Creativity, femininity, and mental illness collide on a stage that would make Susan Sontag proud.

It was 7:19pm on Thursday night and I was sprinting in the rain from Victoria Park to Science Road. Having mistaken the start time for a later kick-off, I was running faster than one should ever attempt down Parramatta Road. But as I found my seat in a darkened Cellar Theatre, I felt all of my stress drift away, and my breathing  slowed. I was instantly grounded by the set, welcomed by the faded shades of blue and pink painted by designer Mali Lung, and the flowers shedding their petals across the stage. An overwhelming sense of comfort, one specific to the intimacy of student theatre, enveloped the audience like a warm blanket.

At this moment, just before the beginning of the show, the Cellar Theatre looked exactly like what I imagine Susan Sontag envisaged for her play Alice In Bed. Published in 1991, this play follows the brilliant but tormented sister of authors William and Henry James through her rage, grief, and the small pleasures of being unable to leave her room. Alice, played by Zahara Jithoo, is at once sensitive and frustratingly witty, capturing the complexity of a woman with mental illness’s relationship with creativity, femininity, passion and hysteria.

This conflict between the internal and external world is the viewer’s primary entry point into the vision shared by director Mary Franklin and assistant director Amelia Vogelsang.
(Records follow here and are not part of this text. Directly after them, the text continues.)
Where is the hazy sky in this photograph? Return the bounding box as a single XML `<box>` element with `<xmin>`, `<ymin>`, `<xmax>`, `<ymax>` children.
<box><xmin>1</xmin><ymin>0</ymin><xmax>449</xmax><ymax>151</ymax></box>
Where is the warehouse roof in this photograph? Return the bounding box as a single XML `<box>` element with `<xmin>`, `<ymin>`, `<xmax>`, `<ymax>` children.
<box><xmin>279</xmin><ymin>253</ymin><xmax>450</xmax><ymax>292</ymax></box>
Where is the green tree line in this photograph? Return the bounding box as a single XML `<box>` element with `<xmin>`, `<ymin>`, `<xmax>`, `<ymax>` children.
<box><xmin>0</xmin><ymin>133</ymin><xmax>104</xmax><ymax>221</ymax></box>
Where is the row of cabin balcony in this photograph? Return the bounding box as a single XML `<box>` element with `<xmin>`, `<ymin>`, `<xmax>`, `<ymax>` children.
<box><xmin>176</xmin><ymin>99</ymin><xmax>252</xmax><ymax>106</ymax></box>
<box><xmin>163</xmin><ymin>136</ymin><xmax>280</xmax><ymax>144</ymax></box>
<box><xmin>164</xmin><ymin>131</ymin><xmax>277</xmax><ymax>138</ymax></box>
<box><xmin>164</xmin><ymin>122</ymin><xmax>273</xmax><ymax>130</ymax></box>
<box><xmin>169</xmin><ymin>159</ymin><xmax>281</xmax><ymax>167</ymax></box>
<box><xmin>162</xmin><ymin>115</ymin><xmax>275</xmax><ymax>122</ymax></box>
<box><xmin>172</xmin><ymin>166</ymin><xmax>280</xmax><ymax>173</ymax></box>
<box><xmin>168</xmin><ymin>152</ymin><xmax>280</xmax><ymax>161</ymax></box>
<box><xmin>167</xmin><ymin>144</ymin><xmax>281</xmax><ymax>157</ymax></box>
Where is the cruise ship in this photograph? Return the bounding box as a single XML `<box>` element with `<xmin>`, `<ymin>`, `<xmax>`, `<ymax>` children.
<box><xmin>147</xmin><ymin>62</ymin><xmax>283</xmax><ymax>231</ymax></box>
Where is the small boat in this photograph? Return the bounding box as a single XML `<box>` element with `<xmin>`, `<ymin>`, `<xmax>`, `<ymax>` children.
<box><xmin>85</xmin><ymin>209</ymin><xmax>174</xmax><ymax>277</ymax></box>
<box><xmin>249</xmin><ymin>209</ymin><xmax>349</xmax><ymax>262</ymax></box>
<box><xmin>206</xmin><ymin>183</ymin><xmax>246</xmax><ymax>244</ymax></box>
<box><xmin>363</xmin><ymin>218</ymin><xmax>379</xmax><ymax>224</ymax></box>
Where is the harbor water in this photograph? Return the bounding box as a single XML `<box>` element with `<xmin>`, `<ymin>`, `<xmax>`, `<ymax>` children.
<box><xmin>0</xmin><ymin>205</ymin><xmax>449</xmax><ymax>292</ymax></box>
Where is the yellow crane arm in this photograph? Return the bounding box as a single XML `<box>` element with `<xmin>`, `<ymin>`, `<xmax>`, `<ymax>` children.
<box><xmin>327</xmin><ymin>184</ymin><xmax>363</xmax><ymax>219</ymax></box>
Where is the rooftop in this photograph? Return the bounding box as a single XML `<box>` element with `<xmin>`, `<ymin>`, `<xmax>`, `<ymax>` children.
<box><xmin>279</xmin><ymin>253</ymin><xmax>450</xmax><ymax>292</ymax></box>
The distance between Alice and her father, played by Patrick Tynan, is in perfect tension with the warm, inviting golden glow he sits beneath. The comfort Gemma Hudson’s Emily Dickinson, Zara Podmore’s Margaret Fuller and Claire Hwang’s Kundry attempt to provide cannot penetrate Alice’s malaise, no matter how long they spend at the dark mahogany dining table. Even when Alice’s brother Harry, portrayed by Adele Beaumont, sits shoulder-to-shoulder with her on her luxurious yet cosy bed, he never truly feels her.

These relationships move throughout the production alongside Amber Broadbent and Jadzia Stronell’s MI and MII, leading the audience “down the rabbit hole” of Sontag’s magical realism. I felt at once seen and seen through by Jithoo’s glossy gazes, enticed by Hudson’s literary allusions, and moved by Lily McGuinness’ reappearance as mother. But this dreamscape lost momentum at points, relying on changes in pitch, lighting or the recurrent musical motif separating the scenes (designed by Sound Director Nicola Weiss) to create points of emphasis, rather than focusing on the variations embedded into the soliloquies and conversations themselves. The meandering precarity of a life lived in bed, travelling only through space and time, had a tendency to get lost.  

The real triumph of SUDS’ Alice in Bed, then, is in the chemistry between the ensemble cast, ranging from McGuinness’ compassionate stoicism as Nurse, to Danny Cabubas’ whimsical musicality as Myrtha. All of these artistic choices reinforce the disconnect between Alice’s true feelings, the parts of herself she thinks she knows, and their perception by those around her when she chooses to share them. These emotions ultimately revolve around Alice herself, accentuated  by the kaleidoscopic hues created by Lighting Designer Luna Ng, and  the colours, textiles, and fabrics employed by Costume Designers Victoria Gillespie and Hunter Shanahan.

Lying somewhere between reality and fiction, Alice in Bed is a glimpse through the looking glass at oneself and the internal difficulties we face on a daily basis. Infusing Alice with the courage and curiosity of Lewis Carroll’s beloved heroine, this (mostly) female cast and crew understands what it is to want to be one’s own woman, to not truly know what this means, and persevere in spite of it. 

Get yourselves out of bed and to Cellar Theatre before 24 September.